This shift is being driven by Indian airlines increasingly cashing in on the post-pandemic spending shift boosting international leisure travel. In order to cater to this growing market, the airlines are adding several new destinations and deploying more aircraft on international routes.

According to data from rating agency Crisil Ratings, the share of Indian airlines in international passenger traffic originating from, terminating in, or transiting through India was around 43 percent in 2023-24, when the country’s international passenger traffic grew to around 70 million passengers.

This share, however, was stagnant at less than 35 percent pre-pandemic, picking up pace now as Indian carriers deploy more aircraft on international routes, boosted by ambition and ability among citizens to travel to foreign destinations.

“The share of Indian airlines, which was rising steadily earlier, picked up pace since the pandemic,” Manish Gupta, senior director and deputy chief ratings officer, crisil ratings, told ThePrint.
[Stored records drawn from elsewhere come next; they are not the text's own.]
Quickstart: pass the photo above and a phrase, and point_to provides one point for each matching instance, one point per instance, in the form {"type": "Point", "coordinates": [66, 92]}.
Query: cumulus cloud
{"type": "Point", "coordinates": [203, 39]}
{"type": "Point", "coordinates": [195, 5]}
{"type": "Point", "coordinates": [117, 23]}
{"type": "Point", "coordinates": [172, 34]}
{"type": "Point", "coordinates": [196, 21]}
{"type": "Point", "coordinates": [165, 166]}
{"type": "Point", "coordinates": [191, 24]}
Gupta added that this was due to faster international expansion by the Indian airlines as evident from their addition of 49 new international routes during FY24, including long-haul flights. These included direct flights originating from additional cities in India to popular long-haul destinations in the United States, Europe and Australia, effectively reducing flying time and eliminating layovers.

“This led to Indian airlines capturing a larger pie of the growth in international passenger traffic, resulting in their share rising to 43 percent in FY24,” he said. 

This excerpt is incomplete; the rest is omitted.